Banda Aceh- Pengadilan Negeri (PN), Jakarta Pusat, memanggil Ketua DPR- RI, Puan Maharahi, selaku tergugat dan Ugek Farlian, anggota DPRK Simeulue selaku penggugat dalam perkara Nomor 830/Pdt.G/2023/PN Jkt.Pst, surat panggilan tersebut, dikirimkan ke Kuasa Hukum Ugek Farlian, Safaruddin, S.H., M.H. melalui email untuk menghadiri persidangan yang ditetapkan pada Selasa, (1/2/2024) mendatang.
“Ya, kami sudah menerima panggilan dari PN Jakarta Pusat atas gugatan yang diajukan oleh Ugek Farlian kepada Ketua DPR RI di PN Jakarta Pusat untuk menghadiri sidang pada 2 Januari tahun depan,” terang Safar, selaku Kuasa Hukumnya Ugek Farlian, Jum’at (22/12/2023).
Pada (13/12) lalu, Anggota DPRK Simeulue, Ugek Farlian, menggugat Ketua DPR RI, Puan Maharani, ke Pengadilan Negeri Jakarta Pusat.
Gugatan tersebut, kata safar, terkait dengan perbuatan DPR RI yang tidak menjalankan perintah UU Nomor 11 tahun 2006 tentang Pemerintahan Aceh (UUPA) dan Peraturan Presiden Nomor 75 tahun 2008 tentang Tata Cara Konsultasi dan Pemberian Pertimbangan Atas Rencana Persetujuan Internasional, Rencana Pembentukan Undang-undang, dan Kebijakan Administratif yang Berkaitan Langsung dengan Pemerintahan Aceh.
Adapun alasan Ugek mengajukan gugatan tersebut, karena dirinya selaku anggota DPRK Simeulue merasa dirugikan dari tidak dilaksanakannya perintah UUPA dan Perpres 75/2008 tersebut, seperti mencabut kewenangan Kabupaten di Aceh dalam mengelola pelabuhan yang telah di atur dalam pasal 254 UUPA. Kemudian, kewenangan tersebut dicabut dengan disahkannya UU Nomor 23 tahun 2014 tentang Pemerintah Daerah.
Dimana, lanjut dia, dalam pengesahan UU 23/2014 tersebut, DPR tidak menjalankan perintah UUPA dan Perpres 75/2008 dengan berkonsultasi dan meminta pertimbangan DPRA terlebih dahulu ketika dalam UU yang dibahas terkait langsung dengan kewenagan Aceh.

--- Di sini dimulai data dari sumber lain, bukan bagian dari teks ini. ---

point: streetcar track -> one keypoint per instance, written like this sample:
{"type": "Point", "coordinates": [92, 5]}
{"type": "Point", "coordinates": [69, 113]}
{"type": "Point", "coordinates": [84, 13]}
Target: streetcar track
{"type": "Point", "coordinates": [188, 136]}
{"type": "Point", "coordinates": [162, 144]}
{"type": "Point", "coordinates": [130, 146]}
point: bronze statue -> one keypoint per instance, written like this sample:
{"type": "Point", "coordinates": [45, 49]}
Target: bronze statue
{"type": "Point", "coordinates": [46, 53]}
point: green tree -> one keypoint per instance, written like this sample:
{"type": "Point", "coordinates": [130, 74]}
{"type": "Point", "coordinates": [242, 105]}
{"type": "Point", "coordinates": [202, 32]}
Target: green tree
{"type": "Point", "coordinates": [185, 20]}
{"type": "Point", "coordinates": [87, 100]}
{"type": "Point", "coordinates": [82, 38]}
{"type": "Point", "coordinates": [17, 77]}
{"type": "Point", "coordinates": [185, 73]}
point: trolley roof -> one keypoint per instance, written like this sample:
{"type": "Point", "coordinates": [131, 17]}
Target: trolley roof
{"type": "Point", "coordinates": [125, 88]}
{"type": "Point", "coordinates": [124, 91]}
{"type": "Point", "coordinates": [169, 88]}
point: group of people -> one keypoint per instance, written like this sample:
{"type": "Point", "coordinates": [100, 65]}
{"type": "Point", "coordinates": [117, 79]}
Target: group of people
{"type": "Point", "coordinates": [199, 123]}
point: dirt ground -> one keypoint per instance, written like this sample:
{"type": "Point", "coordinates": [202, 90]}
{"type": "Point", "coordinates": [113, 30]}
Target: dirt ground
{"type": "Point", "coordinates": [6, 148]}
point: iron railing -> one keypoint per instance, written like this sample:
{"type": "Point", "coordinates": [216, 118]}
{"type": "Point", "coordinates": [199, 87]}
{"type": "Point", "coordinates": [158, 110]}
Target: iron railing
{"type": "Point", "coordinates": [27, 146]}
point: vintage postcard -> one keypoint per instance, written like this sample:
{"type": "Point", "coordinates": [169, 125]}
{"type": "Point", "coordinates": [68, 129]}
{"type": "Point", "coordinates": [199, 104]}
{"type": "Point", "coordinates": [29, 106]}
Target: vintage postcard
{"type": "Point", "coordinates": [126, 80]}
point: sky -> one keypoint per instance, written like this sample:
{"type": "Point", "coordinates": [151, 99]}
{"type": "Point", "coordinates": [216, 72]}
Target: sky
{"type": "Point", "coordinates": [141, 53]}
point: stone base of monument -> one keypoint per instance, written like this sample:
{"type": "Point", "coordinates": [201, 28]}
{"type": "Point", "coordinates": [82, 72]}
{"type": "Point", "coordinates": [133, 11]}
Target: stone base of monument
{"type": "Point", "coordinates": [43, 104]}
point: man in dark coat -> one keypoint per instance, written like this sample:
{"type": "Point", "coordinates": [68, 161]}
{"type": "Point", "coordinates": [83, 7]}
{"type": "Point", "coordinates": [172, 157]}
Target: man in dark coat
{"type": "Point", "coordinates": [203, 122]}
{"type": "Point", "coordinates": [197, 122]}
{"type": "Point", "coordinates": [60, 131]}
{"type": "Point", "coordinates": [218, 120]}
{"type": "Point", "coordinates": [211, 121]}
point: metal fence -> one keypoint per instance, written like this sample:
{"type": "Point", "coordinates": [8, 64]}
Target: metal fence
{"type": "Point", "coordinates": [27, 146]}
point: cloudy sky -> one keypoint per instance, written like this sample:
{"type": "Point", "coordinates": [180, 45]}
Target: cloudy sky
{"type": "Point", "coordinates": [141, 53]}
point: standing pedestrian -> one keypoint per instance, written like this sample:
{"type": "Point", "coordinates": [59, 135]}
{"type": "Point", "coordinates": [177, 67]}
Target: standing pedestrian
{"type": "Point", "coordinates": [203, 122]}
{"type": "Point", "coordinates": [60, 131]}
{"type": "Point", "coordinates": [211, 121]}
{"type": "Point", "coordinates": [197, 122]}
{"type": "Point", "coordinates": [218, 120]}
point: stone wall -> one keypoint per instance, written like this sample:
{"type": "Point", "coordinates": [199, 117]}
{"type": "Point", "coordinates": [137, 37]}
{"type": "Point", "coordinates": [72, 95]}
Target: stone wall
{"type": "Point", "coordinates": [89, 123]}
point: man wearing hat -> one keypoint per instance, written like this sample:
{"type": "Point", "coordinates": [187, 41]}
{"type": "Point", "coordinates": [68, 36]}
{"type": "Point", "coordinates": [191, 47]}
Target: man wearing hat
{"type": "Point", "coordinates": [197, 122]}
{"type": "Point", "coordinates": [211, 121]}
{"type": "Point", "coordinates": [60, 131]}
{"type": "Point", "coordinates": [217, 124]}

“Gugatan ini terkait dengan kepatuhan hukum dari DPR selaku pembuat UUPA dalam menjalankan perintah UUPA itu sendiri, dalam UUPA yang kemudian ditegaskan kembali oleh Perpres 75/2008 diperintahkan kepada DPR agar melakukan konsultasi dan meminta pertimbangan DPRA jika ada materi dalam pembahasan suatu Undang-Undang itu berkaitan langsung dengan kewenangan Aceh, seperti kewenangan Kabupaten mengelola Pelabuhan yang telah diberikan dalam pasal 254 UUPA. Kemudian, di cabut dengan UU 23/2014, dan proses pengesahan UU 23/2014 ini tidak melibatkan DPRA selaku lembaga yang harus dilibatkan karena materi dalam UU tersebut berkaitan langsung dengan Aceh,” kata Safar, jelaskan subtansi gugatan tersebut.